Düşünceli bakışları saniyelerce bakışlarıma takılı kaldı ve dudakları iki yana kıvrılırken cevapladı beni. "Hayır, bölmedin. Bir daha böyle telaşlara düşme Jeongguk," dedi ve canıma okudu sanki cümlesini tamamlarken. "Çağırdığında yanına gelemeyeceğim tek bir an bile yok."

Durduk yere bir anda hıçkıra hıçkıra ağlamak istedim o an. Karşımdaki aşık olduğum herifin boynuna atlayıp, bu kadar güzel olma diye çığlık atmak, onu kendime saklayıp tüm dünyadan sakınmak istedim. Fakat tek yaptığım sözlerine karşı yanaklarıma hücum eden kanı engelleyemezken gülüşüne karşılık vermek oldu. Daha fazlasını da aciz yüreğim kaldıramazdı zaten.
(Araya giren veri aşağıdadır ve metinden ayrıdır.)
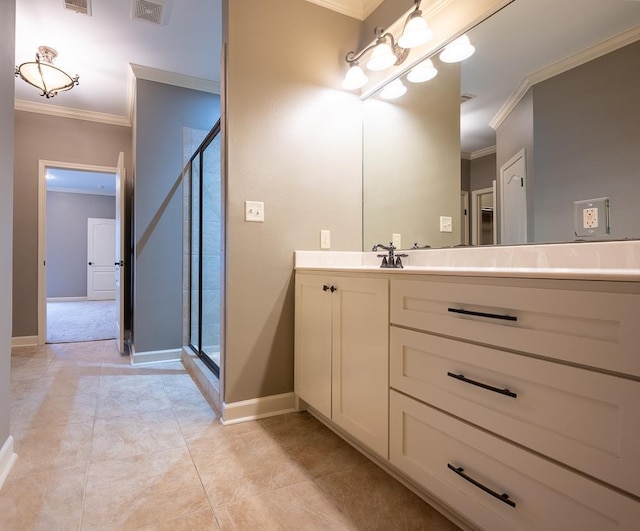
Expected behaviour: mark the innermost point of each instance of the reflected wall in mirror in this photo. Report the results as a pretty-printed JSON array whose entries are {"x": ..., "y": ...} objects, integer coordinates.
[{"x": 567, "y": 96}]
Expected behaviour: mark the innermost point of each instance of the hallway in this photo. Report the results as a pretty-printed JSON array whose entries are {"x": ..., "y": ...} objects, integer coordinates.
[{"x": 103, "y": 445}]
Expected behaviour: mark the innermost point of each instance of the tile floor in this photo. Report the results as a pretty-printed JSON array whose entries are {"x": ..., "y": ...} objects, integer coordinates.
[{"x": 103, "y": 445}]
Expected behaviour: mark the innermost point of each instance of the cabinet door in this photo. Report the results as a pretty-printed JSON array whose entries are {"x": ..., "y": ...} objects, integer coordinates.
[
  {"x": 313, "y": 342},
  {"x": 360, "y": 396}
]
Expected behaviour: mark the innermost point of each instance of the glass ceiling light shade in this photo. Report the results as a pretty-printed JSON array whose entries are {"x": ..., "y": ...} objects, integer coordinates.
[
  {"x": 422, "y": 72},
  {"x": 355, "y": 77},
  {"x": 393, "y": 90},
  {"x": 457, "y": 50},
  {"x": 43, "y": 75},
  {"x": 382, "y": 56},
  {"x": 416, "y": 31}
]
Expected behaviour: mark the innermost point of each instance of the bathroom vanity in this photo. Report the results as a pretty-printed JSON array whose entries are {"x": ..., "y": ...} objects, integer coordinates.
[{"x": 501, "y": 383}]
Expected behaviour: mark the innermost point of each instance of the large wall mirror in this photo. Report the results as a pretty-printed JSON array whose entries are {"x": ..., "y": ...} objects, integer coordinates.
[{"x": 545, "y": 114}]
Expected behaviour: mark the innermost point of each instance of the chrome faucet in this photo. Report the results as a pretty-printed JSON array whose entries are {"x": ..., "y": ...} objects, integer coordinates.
[{"x": 389, "y": 260}]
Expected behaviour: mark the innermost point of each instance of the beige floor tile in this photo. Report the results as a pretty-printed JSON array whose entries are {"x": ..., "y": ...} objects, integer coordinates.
[
  {"x": 42, "y": 501},
  {"x": 126, "y": 395},
  {"x": 372, "y": 499},
  {"x": 52, "y": 448},
  {"x": 131, "y": 435},
  {"x": 198, "y": 521},
  {"x": 243, "y": 466},
  {"x": 55, "y": 410},
  {"x": 322, "y": 452},
  {"x": 303, "y": 506},
  {"x": 140, "y": 491}
]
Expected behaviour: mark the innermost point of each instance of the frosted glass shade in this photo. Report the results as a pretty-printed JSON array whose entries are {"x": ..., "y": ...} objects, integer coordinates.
[
  {"x": 416, "y": 31},
  {"x": 382, "y": 57},
  {"x": 457, "y": 50},
  {"x": 355, "y": 78},
  {"x": 393, "y": 90},
  {"x": 422, "y": 72}
]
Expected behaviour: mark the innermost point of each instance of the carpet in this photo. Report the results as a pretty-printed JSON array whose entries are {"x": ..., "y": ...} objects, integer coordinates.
[{"x": 80, "y": 321}]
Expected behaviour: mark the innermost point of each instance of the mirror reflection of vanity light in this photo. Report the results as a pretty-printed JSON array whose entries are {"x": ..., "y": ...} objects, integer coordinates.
[
  {"x": 393, "y": 90},
  {"x": 422, "y": 72},
  {"x": 457, "y": 50}
]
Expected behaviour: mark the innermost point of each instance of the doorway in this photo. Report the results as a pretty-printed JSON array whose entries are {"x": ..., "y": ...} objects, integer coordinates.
[{"x": 69, "y": 195}]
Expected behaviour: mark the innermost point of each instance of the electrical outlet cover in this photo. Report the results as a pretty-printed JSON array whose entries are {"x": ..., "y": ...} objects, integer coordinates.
[{"x": 591, "y": 217}]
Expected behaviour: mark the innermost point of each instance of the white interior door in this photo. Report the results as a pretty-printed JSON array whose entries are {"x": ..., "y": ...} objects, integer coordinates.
[
  {"x": 120, "y": 252},
  {"x": 513, "y": 200},
  {"x": 101, "y": 257}
]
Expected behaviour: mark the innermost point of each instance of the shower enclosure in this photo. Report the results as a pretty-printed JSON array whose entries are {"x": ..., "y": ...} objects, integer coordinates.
[{"x": 204, "y": 216}]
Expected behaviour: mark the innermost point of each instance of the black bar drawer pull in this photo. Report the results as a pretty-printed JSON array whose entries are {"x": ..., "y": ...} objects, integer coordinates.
[
  {"x": 502, "y": 497},
  {"x": 483, "y": 314},
  {"x": 462, "y": 378}
]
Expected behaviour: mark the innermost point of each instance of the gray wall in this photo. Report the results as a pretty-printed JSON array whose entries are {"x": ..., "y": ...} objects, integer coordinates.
[
  {"x": 586, "y": 138},
  {"x": 67, "y": 215},
  {"x": 7, "y": 84},
  {"x": 294, "y": 141},
  {"x": 39, "y": 136},
  {"x": 161, "y": 113}
]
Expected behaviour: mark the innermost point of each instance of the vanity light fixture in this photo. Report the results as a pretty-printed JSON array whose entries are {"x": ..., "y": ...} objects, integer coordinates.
[
  {"x": 422, "y": 72},
  {"x": 393, "y": 90},
  {"x": 385, "y": 51},
  {"x": 43, "y": 75},
  {"x": 457, "y": 50}
]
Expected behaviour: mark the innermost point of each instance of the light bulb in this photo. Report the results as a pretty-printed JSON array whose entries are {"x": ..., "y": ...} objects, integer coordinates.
[{"x": 422, "y": 72}]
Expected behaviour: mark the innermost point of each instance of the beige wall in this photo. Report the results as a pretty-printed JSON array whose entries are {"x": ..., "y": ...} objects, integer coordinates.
[
  {"x": 294, "y": 141},
  {"x": 7, "y": 84},
  {"x": 44, "y": 137}
]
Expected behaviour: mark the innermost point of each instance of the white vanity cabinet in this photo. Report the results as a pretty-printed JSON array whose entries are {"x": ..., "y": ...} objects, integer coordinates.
[
  {"x": 341, "y": 352},
  {"x": 515, "y": 401}
]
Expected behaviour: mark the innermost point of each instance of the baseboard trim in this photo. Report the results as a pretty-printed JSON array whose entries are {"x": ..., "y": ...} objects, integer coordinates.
[
  {"x": 155, "y": 356},
  {"x": 257, "y": 408},
  {"x": 24, "y": 341},
  {"x": 7, "y": 458}
]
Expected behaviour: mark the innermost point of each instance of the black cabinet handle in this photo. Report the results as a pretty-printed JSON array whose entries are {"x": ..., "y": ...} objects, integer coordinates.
[
  {"x": 462, "y": 378},
  {"x": 483, "y": 314},
  {"x": 502, "y": 497}
]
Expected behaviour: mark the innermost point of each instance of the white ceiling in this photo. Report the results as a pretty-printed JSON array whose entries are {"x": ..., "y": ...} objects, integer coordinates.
[{"x": 100, "y": 47}]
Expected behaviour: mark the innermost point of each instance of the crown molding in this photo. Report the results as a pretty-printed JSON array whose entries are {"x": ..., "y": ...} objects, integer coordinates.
[
  {"x": 471, "y": 155},
  {"x": 76, "y": 114},
  {"x": 168, "y": 78},
  {"x": 358, "y": 9},
  {"x": 603, "y": 48}
]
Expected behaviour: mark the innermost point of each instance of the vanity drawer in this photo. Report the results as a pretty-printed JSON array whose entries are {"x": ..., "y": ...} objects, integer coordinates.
[
  {"x": 593, "y": 328},
  {"x": 583, "y": 418},
  {"x": 435, "y": 449}
]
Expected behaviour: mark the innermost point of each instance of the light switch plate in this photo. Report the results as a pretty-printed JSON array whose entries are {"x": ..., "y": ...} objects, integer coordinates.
[
  {"x": 254, "y": 211},
  {"x": 446, "y": 224},
  {"x": 591, "y": 217}
]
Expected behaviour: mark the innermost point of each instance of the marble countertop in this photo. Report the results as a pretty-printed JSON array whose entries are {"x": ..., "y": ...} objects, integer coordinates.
[{"x": 615, "y": 260}]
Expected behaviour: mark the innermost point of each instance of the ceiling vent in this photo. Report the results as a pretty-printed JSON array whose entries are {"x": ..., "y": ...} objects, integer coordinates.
[
  {"x": 151, "y": 11},
  {"x": 79, "y": 6}
]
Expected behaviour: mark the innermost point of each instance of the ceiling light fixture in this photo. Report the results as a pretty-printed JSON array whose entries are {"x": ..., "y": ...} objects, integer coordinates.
[
  {"x": 457, "y": 50},
  {"x": 43, "y": 75},
  {"x": 385, "y": 51}
]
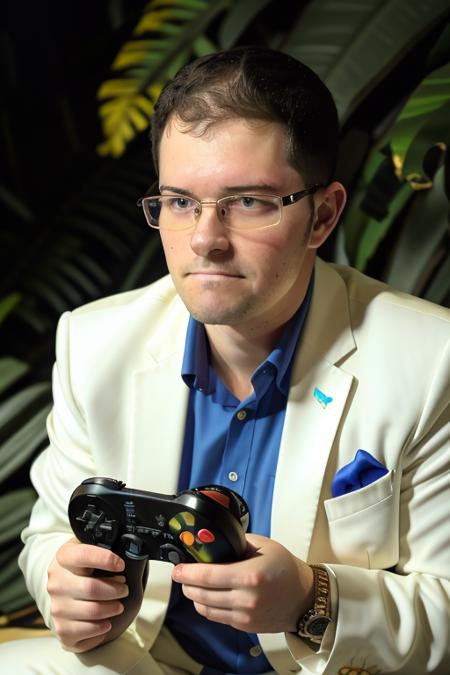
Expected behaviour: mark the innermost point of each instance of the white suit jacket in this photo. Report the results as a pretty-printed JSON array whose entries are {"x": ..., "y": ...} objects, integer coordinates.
[{"x": 382, "y": 357}]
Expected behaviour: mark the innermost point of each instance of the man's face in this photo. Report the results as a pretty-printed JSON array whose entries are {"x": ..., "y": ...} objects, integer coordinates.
[{"x": 252, "y": 280}]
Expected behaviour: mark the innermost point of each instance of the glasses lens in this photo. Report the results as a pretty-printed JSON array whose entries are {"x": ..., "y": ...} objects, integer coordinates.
[
  {"x": 171, "y": 212},
  {"x": 249, "y": 212}
]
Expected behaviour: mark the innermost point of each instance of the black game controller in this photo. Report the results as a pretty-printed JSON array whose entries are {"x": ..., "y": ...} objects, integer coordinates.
[{"x": 205, "y": 524}]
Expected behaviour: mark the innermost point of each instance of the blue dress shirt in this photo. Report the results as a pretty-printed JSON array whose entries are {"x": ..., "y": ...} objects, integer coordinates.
[{"x": 235, "y": 444}]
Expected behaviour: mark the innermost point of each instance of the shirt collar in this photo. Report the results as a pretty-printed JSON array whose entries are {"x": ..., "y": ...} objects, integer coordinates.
[{"x": 195, "y": 369}]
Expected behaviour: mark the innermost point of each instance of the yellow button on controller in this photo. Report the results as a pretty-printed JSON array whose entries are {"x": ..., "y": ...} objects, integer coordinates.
[{"x": 187, "y": 538}]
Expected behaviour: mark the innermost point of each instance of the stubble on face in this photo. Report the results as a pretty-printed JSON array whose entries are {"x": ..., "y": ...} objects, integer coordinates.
[{"x": 259, "y": 278}]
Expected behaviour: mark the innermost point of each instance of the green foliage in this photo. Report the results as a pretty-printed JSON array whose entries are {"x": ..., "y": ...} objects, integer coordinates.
[{"x": 174, "y": 30}]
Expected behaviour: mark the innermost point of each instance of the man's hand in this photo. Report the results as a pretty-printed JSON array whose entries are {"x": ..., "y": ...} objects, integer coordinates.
[
  {"x": 265, "y": 593},
  {"x": 82, "y": 605}
]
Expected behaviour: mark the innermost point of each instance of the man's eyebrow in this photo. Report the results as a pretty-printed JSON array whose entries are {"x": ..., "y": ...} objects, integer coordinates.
[
  {"x": 257, "y": 187},
  {"x": 231, "y": 189},
  {"x": 179, "y": 191}
]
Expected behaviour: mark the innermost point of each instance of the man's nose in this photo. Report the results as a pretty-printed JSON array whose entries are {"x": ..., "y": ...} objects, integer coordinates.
[{"x": 209, "y": 233}]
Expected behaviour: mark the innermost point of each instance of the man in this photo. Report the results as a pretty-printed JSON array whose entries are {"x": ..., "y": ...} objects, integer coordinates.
[{"x": 318, "y": 394}]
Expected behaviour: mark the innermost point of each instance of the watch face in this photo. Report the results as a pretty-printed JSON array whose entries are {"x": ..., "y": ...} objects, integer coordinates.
[{"x": 318, "y": 625}]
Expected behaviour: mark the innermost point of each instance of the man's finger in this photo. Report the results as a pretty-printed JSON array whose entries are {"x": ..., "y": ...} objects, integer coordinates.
[{"x": 83, "y": 558}]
Bu yüzden oturduğum yerden inip "Gidelim mi?" diye sordum ve yürümeye başladık, farklı zamanlarda yürüdüğümüz yolu bu sefer beraber aşmaya başlarken.

Garip bir andı, dilimin ardına ittiğim sorularla cebelleşiyordum, hem konuşmak istiyordum hem de sessizliğe eşlik edip bu mutlak huzurumuzu sürdürmek istiyordum. Nerede olduğuna dair bir şey dememişti, sorduğum soruyu es geçmesinden ötürü bir kez daha sormaya çekinirken önümüzdeki yolda gezdirdim bakışlarımı. Gözlerim yanıp sönen bir reklam panosunda takılı kaldı ve Taehyung'a döndüm hemen.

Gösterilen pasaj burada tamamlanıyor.